Sri Lanka scraps $1.5bn Japan-funded light rail system
Colombo (AFP) –
Sri Lanka's president has ordered the termination of a $1.5-billion Japanese-funded light rail project, saying it is not a "cost-effective solution" for the congested capital Colombo, officials said Thursday.
The deal signed under the previous government is the largest single foreign-funded infrastructure project in Sri Lanka, and was seen as a sign of the island nation reducing its dependence on China.
President Gotabaya Rajapaksa, elected last year, told the transport ministry to "terminate this project and close the project office with immediate effect", top aide P.B. Jayasundara said in a letter to the ministry.
There was no immediate comment from the Japan International Cooperation Agency (JICA), which in March last year loaned 30 billion yen ($285 million) to finance the first phase of the Light Rail Transit (LRT).
Japanese technology including rolling stock was to be used on the rail system, which included 16 stations over 15.7 kilometres (9.8 miles).
Detailed planning and land acquisition for the project in Colombo, which has some of the worst traffic congestion in South Asia, had already been completed and initial construction was under way.
The Japanese loan carries an interest rate of 0.1 percent and is repayable over 40 years with a 12-year grace period. Japan has already funded sections of new expressways and a key bridge to reduce traffic congestion in and out of the capital.
Under former president Mahinda Rajapaksa -- the incumbent's brother -- Sri Lanka borrowed billions of dollars from China for projects including ports, highways and railways.

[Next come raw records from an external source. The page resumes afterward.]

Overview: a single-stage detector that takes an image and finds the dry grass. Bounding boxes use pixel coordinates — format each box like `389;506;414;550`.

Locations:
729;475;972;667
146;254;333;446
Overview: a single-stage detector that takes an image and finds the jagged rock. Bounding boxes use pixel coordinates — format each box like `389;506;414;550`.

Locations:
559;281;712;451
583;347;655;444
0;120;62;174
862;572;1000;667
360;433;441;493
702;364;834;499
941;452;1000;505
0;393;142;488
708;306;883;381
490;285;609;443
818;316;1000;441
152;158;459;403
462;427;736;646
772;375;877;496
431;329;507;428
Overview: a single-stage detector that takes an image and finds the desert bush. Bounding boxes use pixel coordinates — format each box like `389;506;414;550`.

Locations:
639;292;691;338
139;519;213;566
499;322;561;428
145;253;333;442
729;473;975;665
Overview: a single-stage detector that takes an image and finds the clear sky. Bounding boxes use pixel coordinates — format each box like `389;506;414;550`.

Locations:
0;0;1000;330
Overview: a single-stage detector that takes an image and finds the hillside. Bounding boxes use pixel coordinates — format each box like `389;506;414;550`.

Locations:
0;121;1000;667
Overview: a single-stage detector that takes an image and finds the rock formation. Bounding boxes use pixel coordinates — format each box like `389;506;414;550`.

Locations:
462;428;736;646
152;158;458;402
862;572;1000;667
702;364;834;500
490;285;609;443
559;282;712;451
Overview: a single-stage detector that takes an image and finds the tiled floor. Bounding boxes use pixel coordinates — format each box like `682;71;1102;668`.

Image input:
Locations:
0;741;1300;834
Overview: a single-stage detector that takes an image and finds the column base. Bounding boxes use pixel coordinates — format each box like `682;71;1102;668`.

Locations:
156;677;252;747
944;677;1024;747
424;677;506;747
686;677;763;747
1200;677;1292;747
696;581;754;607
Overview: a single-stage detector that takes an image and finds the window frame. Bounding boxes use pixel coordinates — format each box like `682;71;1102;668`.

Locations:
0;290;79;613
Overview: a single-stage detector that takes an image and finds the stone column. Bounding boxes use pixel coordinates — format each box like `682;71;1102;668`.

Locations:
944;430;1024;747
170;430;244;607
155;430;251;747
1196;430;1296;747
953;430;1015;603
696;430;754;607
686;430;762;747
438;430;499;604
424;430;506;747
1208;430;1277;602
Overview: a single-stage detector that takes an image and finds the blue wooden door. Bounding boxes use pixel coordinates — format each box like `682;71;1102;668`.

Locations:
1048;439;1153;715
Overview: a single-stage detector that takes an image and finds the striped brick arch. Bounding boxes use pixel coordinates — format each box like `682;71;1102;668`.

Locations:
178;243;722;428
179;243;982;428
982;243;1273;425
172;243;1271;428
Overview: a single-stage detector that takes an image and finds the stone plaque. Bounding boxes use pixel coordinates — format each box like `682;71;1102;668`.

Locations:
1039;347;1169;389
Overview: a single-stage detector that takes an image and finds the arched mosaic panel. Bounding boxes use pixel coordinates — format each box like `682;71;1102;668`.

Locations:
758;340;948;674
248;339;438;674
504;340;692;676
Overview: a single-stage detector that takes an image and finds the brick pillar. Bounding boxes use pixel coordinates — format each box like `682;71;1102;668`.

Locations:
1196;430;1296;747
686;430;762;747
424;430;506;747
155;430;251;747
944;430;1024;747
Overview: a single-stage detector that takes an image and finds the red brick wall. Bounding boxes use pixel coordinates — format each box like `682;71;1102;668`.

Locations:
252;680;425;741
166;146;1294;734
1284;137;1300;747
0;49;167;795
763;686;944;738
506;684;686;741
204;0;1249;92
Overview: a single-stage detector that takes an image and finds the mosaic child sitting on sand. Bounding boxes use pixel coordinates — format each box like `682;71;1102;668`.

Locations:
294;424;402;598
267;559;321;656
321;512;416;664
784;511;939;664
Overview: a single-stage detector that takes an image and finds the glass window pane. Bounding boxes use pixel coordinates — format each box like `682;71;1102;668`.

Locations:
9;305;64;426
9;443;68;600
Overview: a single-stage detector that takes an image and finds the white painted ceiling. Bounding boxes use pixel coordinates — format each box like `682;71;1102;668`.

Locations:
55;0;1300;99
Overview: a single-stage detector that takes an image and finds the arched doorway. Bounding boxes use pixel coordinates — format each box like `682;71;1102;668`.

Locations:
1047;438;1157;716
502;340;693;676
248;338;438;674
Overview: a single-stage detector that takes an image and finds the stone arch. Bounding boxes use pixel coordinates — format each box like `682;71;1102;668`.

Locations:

But several ended up as white elephants and left the country facing a mountain of debt -- mainly to China -- stoking fears about Beijing's "Belt and Road" masterplan for overseas infrastructure.
Unable to service its loans, the then government of prime minister Ranil Wickremesinghe leased a Chinese-built port at Hambantota in the island's south to a Beijing company for $1.12 billion in 2017.